How many integer solutions of the equation $x_1 + x_2 + x_3 + x_4 = 28$ are there with $-10 \leq x_i \leq 20$ for $1 \leq i \leq 4$?

Let $x_i' = x_i + 10$ for $1 \leq i \leq 4$. Since $-10 \leq x_i \leq 20$, $0 \leq x_i' \leq 30$. Substituting $x_i' - 10$ for $x_i$, $1 \leq i \leq 4$ and simplifying gives $$x_1' + x_2' + x_3' + x_4' = 68$$ which is an equation in the nonnegative integers, which we must solve subject to the restrictions that $x_i \leq 30$ for $1 \leq i \leq 4$. This is an Inclusion-Exclusion Principle problem analogous to the one you solved. Notice that at most two of the variables can simultaneously violate the restriction since $2 \cdot 31 = 62 < 68 < 93 = 3 \cdot 31$.

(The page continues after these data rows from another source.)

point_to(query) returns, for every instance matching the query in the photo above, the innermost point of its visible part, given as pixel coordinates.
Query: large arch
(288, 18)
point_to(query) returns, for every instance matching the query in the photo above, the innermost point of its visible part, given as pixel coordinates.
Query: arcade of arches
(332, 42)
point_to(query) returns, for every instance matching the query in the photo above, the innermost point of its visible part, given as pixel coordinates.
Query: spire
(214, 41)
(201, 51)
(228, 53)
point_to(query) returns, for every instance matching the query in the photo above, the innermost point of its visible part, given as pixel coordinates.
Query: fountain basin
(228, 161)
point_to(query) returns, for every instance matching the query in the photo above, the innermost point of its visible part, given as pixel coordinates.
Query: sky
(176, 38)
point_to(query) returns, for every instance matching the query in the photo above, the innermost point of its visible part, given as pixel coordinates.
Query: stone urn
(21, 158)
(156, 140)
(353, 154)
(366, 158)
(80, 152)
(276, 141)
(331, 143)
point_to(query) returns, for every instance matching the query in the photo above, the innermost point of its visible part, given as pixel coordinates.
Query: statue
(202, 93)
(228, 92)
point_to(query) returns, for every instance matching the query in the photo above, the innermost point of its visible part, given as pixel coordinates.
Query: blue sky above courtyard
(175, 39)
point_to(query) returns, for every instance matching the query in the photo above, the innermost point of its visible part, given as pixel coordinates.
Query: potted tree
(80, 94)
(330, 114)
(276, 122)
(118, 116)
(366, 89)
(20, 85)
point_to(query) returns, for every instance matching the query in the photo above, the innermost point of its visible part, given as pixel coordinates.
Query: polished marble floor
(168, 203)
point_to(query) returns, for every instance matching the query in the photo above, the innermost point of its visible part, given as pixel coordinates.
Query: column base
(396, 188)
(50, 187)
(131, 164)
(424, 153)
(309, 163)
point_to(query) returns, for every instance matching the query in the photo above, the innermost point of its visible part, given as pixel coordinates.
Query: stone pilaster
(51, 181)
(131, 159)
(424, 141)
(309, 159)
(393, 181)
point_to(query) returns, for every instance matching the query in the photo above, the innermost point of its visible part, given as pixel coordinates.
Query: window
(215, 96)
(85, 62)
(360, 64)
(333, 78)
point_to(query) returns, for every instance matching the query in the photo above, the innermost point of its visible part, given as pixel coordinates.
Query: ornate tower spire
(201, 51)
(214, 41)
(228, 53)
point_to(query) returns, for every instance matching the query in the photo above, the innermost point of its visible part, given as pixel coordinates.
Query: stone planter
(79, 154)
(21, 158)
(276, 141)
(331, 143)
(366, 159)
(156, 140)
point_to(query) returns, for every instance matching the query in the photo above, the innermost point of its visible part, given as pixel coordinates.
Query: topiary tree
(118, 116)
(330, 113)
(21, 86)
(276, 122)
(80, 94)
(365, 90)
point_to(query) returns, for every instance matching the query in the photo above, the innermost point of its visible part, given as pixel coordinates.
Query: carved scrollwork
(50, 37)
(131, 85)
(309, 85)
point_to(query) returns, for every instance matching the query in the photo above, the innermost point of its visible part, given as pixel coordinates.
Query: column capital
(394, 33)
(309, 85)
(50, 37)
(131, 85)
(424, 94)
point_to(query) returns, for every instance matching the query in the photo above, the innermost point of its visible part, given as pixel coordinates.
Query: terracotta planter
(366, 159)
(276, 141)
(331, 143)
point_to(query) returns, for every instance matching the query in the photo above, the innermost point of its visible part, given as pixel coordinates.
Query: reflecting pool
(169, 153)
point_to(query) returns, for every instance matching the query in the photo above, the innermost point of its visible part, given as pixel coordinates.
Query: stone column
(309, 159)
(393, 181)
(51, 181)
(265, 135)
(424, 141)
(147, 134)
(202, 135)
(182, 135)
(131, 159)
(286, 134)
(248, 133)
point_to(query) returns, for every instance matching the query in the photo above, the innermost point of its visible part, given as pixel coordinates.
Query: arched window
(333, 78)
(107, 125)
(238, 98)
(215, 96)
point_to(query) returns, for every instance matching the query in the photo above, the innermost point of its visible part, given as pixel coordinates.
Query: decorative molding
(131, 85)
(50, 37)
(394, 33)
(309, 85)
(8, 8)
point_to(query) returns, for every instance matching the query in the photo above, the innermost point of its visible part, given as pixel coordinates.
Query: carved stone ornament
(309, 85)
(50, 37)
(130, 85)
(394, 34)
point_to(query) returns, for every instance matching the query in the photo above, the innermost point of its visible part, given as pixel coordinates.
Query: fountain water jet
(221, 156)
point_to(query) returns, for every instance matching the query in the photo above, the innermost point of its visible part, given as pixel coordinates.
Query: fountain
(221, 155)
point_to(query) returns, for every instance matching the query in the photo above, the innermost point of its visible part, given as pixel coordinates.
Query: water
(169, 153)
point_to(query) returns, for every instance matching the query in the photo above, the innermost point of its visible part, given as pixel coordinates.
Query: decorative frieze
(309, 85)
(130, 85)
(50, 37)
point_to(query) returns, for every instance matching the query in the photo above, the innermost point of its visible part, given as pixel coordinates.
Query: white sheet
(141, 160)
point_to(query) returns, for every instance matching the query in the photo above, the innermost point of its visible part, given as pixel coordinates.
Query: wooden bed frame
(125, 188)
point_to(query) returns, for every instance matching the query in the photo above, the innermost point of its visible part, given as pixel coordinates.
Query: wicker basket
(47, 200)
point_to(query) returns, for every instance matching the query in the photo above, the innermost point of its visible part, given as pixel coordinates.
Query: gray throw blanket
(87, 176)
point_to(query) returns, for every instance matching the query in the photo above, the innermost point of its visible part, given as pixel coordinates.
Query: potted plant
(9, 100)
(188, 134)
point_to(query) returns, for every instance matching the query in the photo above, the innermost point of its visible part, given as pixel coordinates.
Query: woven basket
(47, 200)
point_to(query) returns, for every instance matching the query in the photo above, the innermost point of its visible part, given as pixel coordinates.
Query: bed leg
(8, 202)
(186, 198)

Applying the Inclusion-Exclusion Principle as above yields $$\binom{68 + 4 - 1}{4 - 1} - \binom{4}{1}\binom{37 + 4 - 1}{4 - 1} + \binom{4}{2}\binom{6 + 4 - 1}{4 - 1} = \binom{71}{3} - \binom{4}{1}\binom{40}{3} + \binom{4}{2}\binom{9}{3}$$

The last problem is a bit tedious. Let's see if we can save you some work.

How many nonnegative integer solutions of the equation $x_1 + x_2 + x_3 + x_4 = 28$ are there such that $x_1 \leq 6$, $x_2 \leq 10$, $x_3 \leq 15$, $x_4 \leq 21$?

Let $A$ be the event that $x_1 > 6$, $B$ be the event that $x_2 > 10$, $C$ be the event that $x_3 > 15$, and $D$ be the event that $x_4 > 21$. Without those restrictions, there are $$\binom{28 + 4 - 1}{4 - 1} = \binom{31}{3}$$ solutions, as you found. From these, we must subtract those solutions that violate one or more of the restrictions. To do so, we use the Inclusion-Exclusion Principle. The number of cases that violate one or more of the restrictions is $$|A \cup B \cup C \cup D| = |A| + |B| + |C| + |D| - |A \cap B| - |A \cap C| - |A \cap D| - |B \cap C| - |B \cap D| - |C \cap D| + |A \cap B \cap C| + |A \cap B \cap D| + |A \cap C \cap D| + |B \cap C \cap D| - |A \cap B \cap C \cap D|$$ It is possible to violate each of the restrictions. It is also possible to simultaneously violate the first and second restrictions, first and third restrictions, and second and third restrictions. However, it is not possible to simultaneously violate the first and fourth restrictions, second and fourth restrictions, or third and fourth restrictions, nor it is possible to simultaneously violate any three or four of the restrictions simultaneously. Hence, $$|A \cap B \cap C \cap D| = |A| + |B| + |C| + |D| - |A \cap B| - |A \cap C| - |B \cap C|$$ as all the remaining terms are equal to zero. Can you proceed?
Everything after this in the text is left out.